Think about that for a second: over 80% of the borrower's income went to servicing debt. And it is over 64% after the modification. Do they have a life?

Just imagine the characteristics of the borrowers who can't be converted.
The data say that the median homeowner applying to the HAMP program has 80 cents of every dollar she makes going toward paying debt.

How is that possible?

Where We Go From Here

Ross Dohout, the conservative op-ed columnist for the NYT, has found his voice:
Taken case by case, many of these policy choices are perfectly defensible. Taken as a whole, they suggest a system that only knows how to move in one direction. If consolidation creates a crisis, the answer is further consolidation. If economic centralization has unintended consequences, then you need political centralization to clean up the mess. If a government conspicuously fails to prevent a terrorist attack or a real estate bubble, then obviously it needs to be given more powers to prevent the next one, or the one after that.

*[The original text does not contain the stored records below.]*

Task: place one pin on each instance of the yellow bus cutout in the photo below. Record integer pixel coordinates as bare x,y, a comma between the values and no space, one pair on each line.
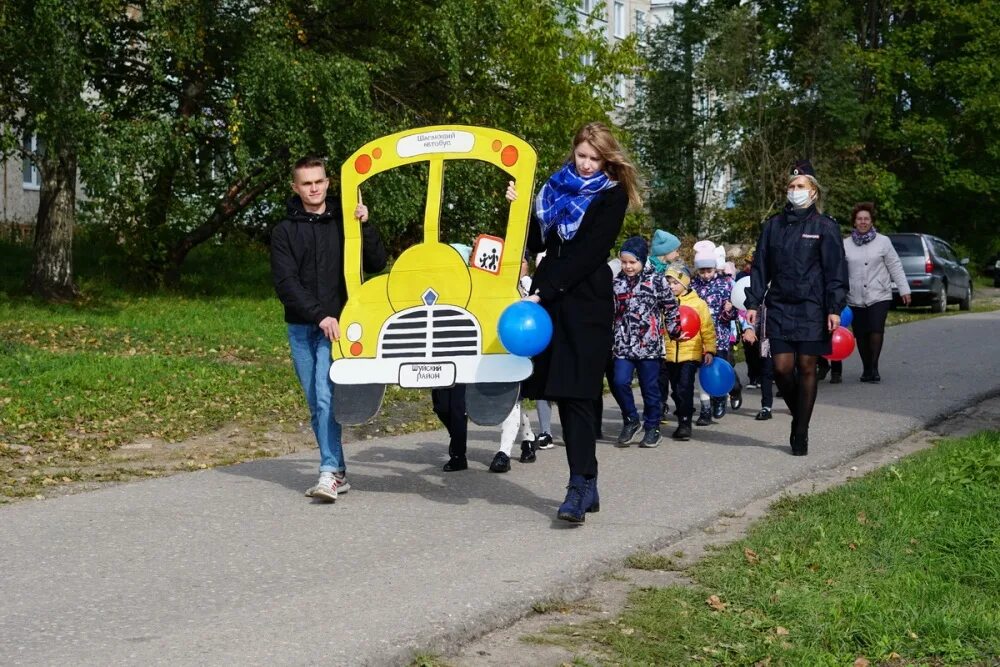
432,321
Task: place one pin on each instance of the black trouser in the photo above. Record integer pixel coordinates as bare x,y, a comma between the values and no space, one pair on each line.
609,375
751,351
766,379
730,356
449,406
682,376
577,418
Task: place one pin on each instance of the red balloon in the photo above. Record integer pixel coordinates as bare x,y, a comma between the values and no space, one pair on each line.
690,322
843,344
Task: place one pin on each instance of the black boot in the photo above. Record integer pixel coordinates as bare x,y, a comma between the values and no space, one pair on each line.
591,499
572,509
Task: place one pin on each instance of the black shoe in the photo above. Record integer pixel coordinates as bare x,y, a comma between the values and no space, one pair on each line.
527,452
544,441
455,464
628,433
664,413
572,509
501,463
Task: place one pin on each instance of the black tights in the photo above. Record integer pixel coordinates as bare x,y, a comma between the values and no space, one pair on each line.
796,378
870,348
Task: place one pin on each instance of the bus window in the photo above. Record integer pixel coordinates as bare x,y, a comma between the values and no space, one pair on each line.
474,201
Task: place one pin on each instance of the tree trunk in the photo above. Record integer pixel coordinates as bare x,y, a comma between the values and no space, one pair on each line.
52,269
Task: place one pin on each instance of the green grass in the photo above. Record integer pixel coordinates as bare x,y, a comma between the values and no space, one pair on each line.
902,565
79,380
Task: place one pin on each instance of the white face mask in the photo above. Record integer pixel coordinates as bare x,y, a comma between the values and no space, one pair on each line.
799,198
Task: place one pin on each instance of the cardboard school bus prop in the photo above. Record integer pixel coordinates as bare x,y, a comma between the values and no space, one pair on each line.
431,322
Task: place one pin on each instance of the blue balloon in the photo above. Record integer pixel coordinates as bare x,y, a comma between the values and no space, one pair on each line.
525,329
717,378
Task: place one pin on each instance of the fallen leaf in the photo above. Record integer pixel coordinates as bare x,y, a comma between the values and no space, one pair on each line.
715,603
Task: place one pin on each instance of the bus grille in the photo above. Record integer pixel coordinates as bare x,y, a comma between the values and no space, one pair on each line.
430,332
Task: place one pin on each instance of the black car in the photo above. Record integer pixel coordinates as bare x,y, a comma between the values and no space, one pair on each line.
936,276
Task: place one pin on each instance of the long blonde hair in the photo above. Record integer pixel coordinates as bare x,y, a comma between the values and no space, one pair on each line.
617,163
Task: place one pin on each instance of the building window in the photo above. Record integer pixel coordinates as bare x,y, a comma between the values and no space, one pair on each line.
30,176
619,17
640,22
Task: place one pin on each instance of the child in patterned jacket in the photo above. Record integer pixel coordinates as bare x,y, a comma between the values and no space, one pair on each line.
715,289
645,307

The C.I.A. and F.B.I. didn't stop 9/11, so now we have the Department of Homeland Security. Decades of government subsidies for homebuyers helped create the housing crash, so now the government is subsidizing the auto industry, the green-energy industry, the health care sector ...

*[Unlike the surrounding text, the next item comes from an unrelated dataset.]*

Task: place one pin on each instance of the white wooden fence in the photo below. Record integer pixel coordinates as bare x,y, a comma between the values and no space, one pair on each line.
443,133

The pattern applies to personnel as well as policy. If Robert Rubin's mistakes helped create an out-of-control financial sector, then naturally you need Timothy Geithner and Lawrence Summers — Rubin's protégés — to set things right. After all, who else are you going to trust with all that consolidated power? Ron Paul? Dennis Kucinich? Sarah Palin?

Tuesday, May 4, 2010

MSNBC...

So we, the public, clearly don't have much information thus far on the Faisal Shazhad, the man arrested for the attempted Times Square bombing the other day.

Without presupposing anything, but given that Shazhad travelled to the FATA region of Pakistan recently and that the Pakistani intelligence agencies announced arrests of people suspected of having a connection to the bomb plot, doesn't MSNBC's headline seem to have a bit of a bizarre focus? It reads:

BOMB SUSPECT LOST HOME TO FORECLOSURE.

I don't think I'm reading too much into the article in feeling like they're suggesting that his losing his home was the reason for him trying to blow up people in Times Square. Could it be true that the foreclosure caused him to snap and go crazy? Yes, I suppose so. But given all the other information out there, it doesn't seem to me that that would be the most pertinant information to highlight as essential for readers to know about this guy. (For one, a terrorist might "buy" a house to help him blend in. He would, however, have little to no incentive to actually make mortgage payments, particularly once he's on the course to commit a terrorist act.)

If I was cynical, I'd wonder if MSNBC's headline has something to do with the seeming need of some folks to never suspect that a guy's motivations have anything to do with a perversion of a religion. That or it's a reflection of ideological view about the meaning of the housing crisis.

Whether either those is true, all in all the focus on mortgage default it's just a weird editorial decision to me.